I want to prove the following statemaent.
Let $V$ be a $n$-demensional vector space on field $K$ and $f:V\rightarrow V$ be a linear operator. There exists $v\in V$ such that {$v,f(v),f^2(v),\ldots,f^{n-1}(v)$} is a basis of $V$ if the minimal polynomial of $f$ is equal to the characteristic polynomial of $f$.
I've checked this page, but I couldn't understand why $v_i, Tv_i, T^2v_i, \ldots, T^{\mu_{j}-1}v_i$ are linearly independent (in the answer by Yiorgos S. Smyrlis).
Any help is appreciated.

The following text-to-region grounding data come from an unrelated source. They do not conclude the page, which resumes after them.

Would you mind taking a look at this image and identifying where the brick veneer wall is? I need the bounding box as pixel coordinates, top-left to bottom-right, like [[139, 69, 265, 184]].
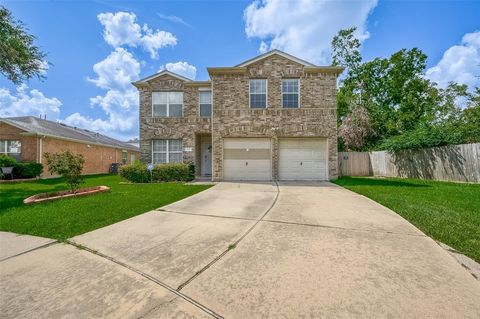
[[138, 74, 211, 166], [211, 55, 339, 181], [0, 122, 38, 162], [1, 122, 139, 176]]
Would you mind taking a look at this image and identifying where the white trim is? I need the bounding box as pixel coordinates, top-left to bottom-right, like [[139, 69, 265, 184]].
[[249, 79, 268, 109], [281, 78, 300, 109], [236, 49, 316, 67], [151, 139, 183, 164], [151, 92, 184, 118], [133, 70, 192, 85]]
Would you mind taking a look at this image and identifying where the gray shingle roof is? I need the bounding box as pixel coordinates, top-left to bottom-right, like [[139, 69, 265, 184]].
[[1, 116, 139, 151]]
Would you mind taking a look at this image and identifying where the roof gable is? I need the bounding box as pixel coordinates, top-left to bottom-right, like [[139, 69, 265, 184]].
[[235, 49, 316, 67], [132, 70, 192, 86]]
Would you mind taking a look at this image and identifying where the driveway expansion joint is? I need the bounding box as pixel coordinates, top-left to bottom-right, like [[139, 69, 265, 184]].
[[157, 209, 258, 222], [260, 218, 428, 238], [0, 240, 58, 262], [65, 240, 224, 319], [176, 181, 281, 291]]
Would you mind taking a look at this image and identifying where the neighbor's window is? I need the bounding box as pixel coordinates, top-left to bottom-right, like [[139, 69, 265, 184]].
[[249, 79, 267, 109], [152, 139, 183, 164], [199, 91, 212, 117], [0, 140, 21, 160], [282, 79, 299, 108], [152, 92, 183, 117], [121, 150, 127, 164]]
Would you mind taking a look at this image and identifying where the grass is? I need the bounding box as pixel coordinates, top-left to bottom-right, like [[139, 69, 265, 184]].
[[333, 176, 480, 262], [0, 174, 212, 241]]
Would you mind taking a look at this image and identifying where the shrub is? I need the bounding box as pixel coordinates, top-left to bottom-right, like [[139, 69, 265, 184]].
[[152, 163, 193, 182], [119, 163, 150, 183], [0, 154, 17, 167], [14, 162, 43, 178], [119, 163, 195, 183], [44, 150, 85, 192]]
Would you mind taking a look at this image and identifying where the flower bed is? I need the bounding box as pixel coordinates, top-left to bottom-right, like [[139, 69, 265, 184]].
[[23, 186, 110, 205]]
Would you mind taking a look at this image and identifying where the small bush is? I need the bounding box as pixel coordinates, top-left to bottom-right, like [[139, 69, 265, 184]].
[[0, 154, 17, 167], [44, 150, 85, 192], [152, 163, 193, 182], [14, 162, 43, 178], [120, 163, 195, 183], [119, 163, 150, 183]]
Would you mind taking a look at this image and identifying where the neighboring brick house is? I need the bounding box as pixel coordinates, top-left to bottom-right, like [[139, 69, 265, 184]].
[[0, 116, 140, 176], [133, 50, 343, 181]]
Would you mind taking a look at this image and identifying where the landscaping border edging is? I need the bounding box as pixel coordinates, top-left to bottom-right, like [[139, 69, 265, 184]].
[[23, 186, 110, 205]]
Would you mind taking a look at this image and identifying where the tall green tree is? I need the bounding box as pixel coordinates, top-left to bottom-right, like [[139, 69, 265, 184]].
[[0, 6, 47, 84], [332, 28, 474, 151]]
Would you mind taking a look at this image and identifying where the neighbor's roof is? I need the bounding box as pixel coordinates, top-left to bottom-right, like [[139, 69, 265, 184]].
[[1, 116, 139, 151]]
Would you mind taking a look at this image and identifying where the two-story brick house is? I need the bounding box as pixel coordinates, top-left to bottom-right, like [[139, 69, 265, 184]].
[[133, 50, 343, 181]]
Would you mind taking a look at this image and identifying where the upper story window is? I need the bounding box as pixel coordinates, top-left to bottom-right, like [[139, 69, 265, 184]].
[[249, 79, 267, 109], [282, 79, 300, 108], [199, 91, 212, 117], [152, 92, 183, 117], [0, 140, 21, 161]]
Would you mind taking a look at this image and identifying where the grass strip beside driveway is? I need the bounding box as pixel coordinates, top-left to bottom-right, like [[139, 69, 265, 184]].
[[0, 174, 212, 240], [333, 176, 480, 263]]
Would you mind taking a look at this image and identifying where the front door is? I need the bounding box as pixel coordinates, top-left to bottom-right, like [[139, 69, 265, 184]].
[[202, 140, 212, 176]]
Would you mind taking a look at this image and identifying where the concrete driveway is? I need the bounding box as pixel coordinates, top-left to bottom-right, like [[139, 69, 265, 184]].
[[1, 182, 479, 318]]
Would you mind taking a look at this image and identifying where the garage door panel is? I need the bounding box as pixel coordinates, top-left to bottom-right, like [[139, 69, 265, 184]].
[[223, 138, 272, 181], [279, 138, 328, 180]]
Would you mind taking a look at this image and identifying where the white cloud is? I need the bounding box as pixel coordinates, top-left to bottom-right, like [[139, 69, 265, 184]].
[[244, 0, 378, 65], [87, 48, 140, 90], [157, 13, 191, 28], [64, 88, 138, 138], [97, 11, 177, 59], [0, 84, 61, 119], [426, 31, 480, 90], [160, 61, 197, 80], [65, 48, 141, 140]]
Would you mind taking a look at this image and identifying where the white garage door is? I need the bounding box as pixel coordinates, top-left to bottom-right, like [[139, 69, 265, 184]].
[[223, 138, 272, 180], [279, 138, 328, 180]]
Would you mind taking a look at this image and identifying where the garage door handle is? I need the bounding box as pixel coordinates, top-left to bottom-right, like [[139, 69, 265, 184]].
[[245, 162, 248, 166], [300, 162, 303, 166]]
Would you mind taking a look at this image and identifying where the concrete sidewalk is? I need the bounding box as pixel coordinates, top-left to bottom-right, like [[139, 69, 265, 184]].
[[1, 182, 479, 318]]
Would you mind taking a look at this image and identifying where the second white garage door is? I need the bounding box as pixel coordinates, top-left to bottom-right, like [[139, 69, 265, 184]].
[[223, 138, 272, 180], [279, 138, 328, 180]]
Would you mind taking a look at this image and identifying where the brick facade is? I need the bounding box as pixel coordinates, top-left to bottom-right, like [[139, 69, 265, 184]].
[[0, 122, 140, 176], [138, 75, 211, 170], [135, 51, 342, 180]]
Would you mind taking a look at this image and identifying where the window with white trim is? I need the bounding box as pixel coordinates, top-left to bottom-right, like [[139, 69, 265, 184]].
[[152, 92, 183, 117], [121, 150, 127, 164], [199, 91, 212, 117], [152, 139, 183, 164], [249, 79, 267, 109], [0, 140, 21, 160], [282, 79, 299, 108]]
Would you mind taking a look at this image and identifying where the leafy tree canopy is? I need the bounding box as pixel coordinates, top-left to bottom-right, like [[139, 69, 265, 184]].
[[0, 6, 47, 84], [332, 27, 479, 151]]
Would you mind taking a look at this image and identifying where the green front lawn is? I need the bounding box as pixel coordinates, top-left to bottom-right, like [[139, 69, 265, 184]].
[[333, 176, 480, 262], [0, 175, 211, 240]]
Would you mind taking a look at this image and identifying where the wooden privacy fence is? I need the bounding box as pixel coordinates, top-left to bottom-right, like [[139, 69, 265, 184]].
[[338, 143, 480, 183]]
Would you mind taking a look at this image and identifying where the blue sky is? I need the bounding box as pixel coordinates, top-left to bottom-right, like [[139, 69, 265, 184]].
[[1, 0, 479, 140]]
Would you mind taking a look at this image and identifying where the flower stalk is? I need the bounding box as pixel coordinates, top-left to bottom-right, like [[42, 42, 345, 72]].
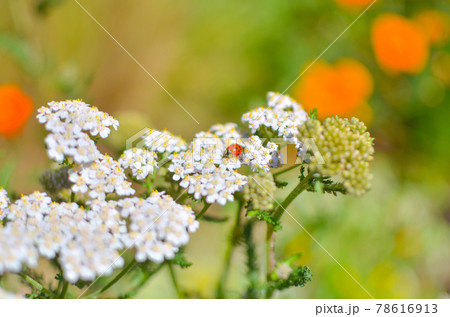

Thanks.
Note that $K$ is not neseccarily a algebraically closed field.
Regarding your comment: I will remove the subscript $i$ to simplify notation.

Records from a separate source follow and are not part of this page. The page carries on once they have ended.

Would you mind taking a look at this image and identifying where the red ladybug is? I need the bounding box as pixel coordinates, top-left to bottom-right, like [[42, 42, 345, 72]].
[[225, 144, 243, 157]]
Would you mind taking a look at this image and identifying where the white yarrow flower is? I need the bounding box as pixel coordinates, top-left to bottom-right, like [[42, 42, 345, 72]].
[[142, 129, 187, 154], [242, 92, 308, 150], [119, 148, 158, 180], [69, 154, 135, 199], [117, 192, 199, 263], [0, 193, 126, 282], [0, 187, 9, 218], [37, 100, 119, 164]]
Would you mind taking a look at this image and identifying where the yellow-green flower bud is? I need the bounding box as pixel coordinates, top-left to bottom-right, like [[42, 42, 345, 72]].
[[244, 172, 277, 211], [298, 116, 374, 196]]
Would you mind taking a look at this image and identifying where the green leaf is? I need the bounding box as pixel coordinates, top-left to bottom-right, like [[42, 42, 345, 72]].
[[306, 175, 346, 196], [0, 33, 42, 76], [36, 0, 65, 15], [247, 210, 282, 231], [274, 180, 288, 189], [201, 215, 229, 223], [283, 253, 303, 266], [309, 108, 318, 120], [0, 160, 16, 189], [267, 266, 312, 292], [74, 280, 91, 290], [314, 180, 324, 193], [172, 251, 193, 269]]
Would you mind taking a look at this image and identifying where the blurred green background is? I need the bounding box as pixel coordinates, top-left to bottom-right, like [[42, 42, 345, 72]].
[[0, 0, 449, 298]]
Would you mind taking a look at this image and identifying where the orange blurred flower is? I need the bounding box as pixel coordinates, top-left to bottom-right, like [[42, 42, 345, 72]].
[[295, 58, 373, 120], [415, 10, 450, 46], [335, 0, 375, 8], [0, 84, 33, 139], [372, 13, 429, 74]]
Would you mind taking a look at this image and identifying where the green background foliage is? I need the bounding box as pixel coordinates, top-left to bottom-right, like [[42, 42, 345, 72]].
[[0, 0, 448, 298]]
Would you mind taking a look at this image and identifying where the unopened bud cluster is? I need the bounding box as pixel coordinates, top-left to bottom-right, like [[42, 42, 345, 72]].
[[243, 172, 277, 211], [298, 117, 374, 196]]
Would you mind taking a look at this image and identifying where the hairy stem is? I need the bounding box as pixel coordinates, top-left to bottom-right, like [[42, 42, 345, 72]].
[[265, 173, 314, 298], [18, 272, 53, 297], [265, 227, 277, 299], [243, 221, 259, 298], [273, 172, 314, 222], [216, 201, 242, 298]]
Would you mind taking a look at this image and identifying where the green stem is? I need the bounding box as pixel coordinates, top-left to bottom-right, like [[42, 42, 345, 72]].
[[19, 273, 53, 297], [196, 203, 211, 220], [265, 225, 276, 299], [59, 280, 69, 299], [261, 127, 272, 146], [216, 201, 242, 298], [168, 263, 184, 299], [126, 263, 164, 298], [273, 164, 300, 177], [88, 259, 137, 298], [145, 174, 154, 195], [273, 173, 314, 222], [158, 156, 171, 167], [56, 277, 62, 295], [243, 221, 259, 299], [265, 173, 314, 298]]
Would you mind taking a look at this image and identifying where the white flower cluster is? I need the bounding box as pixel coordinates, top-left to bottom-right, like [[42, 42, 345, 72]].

At the relevant point in the proof, we are given that $T|_{V}$ has minimal polynomial $P^m$, where $P$ is irreducible, and we must show the existence of a cyclic generator of $V$, i.e., a vector $v\in V$ such that the minimal degree monic polynomial $Q$ such that $Q[T](v)=0$ has $\deg(Q)=\dim(V)$.
Let $d = \dim(V)$. Note in particular that the degree of this polynomial $Q$ is the dimension of the span of $\{v,Tv,\dots,T^{d-1}v\}$.

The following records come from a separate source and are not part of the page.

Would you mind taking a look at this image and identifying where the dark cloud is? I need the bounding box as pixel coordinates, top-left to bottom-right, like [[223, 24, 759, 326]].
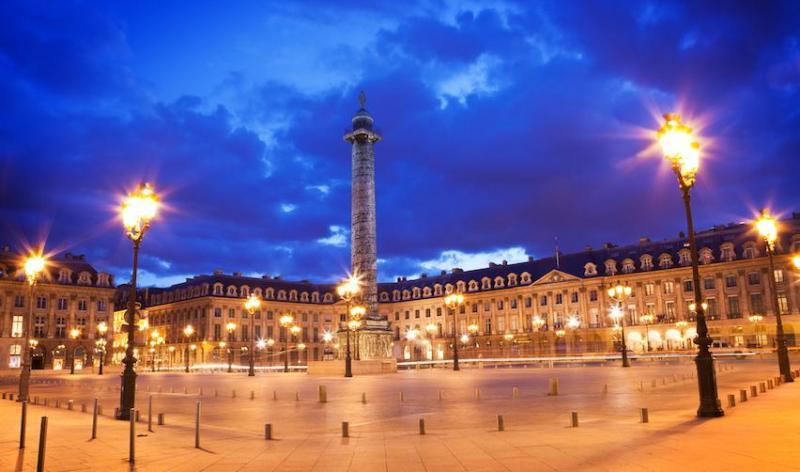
[[1, 0, 799, 285]]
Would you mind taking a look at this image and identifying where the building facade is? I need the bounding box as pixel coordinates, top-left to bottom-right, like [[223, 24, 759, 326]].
[[0, 249, 116, 370], [131, 216, 800, 366]]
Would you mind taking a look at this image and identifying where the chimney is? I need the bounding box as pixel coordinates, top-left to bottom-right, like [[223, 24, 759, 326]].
[[639, 237, 651, 245], [420, 273, 427, 278], [585, 245, 593, 252], [527, 256, 534, 262], [440, 270, 447, 276], [262, 274, 272, 280], [232, 272, 242, 277], [502, 260, 508, 265], [451, 268, 463, 274], [273, 275, 281, 280], [489, 262, 497, 268], [603, 242, 615, 249], [213, 269, 223, 276], [396, 277, 402, 282]]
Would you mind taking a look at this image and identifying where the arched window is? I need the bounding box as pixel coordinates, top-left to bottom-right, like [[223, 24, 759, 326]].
[[78, 271, 92, 285], [468, 280, 479, 291], [300, 292, 309, 302], [277, 290, 287, 300], [658, 253, 673, 268], [678, 249, 691, 266], [604, 259, 617, 275], [412, 288, 421, 299], [380, 292, 389, 302], [58, 268, 71, 283], [508, 273, 518, 286], [226, 286, 237, 296], [621, 258, 635, 274], [213, 283, 224, 296], [742, 241, 758, 259], [289, 290, 297, 301], [481, 277, 491, 290], [699, 247, 714, 265], [402, 290, 411, 300], [240, 285, 250, 298], [445, 283, 454, 294], [323, 293, 333, 303], [584, 263, 597, 277], [494, 276, 505, 288], [311, 292, 320, 303], [639, 254, 654, 271], [253, 287, 262, 298], [392, 290, 400, 301], [433, 284, 443, 296], [422, 287, 432, 297], [521, 272, 532, 284], [456, 281, 466, 293], [265, 288, 275, 299], [720, 243, 735, 262]]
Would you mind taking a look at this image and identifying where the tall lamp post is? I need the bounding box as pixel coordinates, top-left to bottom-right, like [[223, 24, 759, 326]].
[[279, 314, 294, 373], [183, 325, 194, 373], [69, 328, 81, 375], [118, 182, 159, 420], [754, 210, 794, 382], [444, 293, 465, 370], [290, 325, 301, 367], [336, 276, 361, 378], [244, 295, 261, 376], [748, 315, 764, 348], [608, 283, 632, 367], [96, 322, 108, 375], [225, 322, 236, 373], [657, 114, 723, 417], [19, 254, 46, 402]]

As the minimal polynomial of $T|_{V}$ is $P^{m}$, this polynomial $Q$ divides $P^{m}$ for any vector$~v\in V$: only powers of $P$ can occur. It therefore suffices to find a vector$~v\in V$ for which $P^{m-1}[T](v)\neq0$: if $P^{m-1}[T](v)\neq0$, then we know that $Q$ divides $P^m$ but does not divide $P^{m-1}$, which means that we must have $Q = P^m$. However, that means that $\deg(Q) = \deg(P^m) = d$, which means that the set $\{v,Tv,\dots,T^{d-1}v\}$ spans $V$.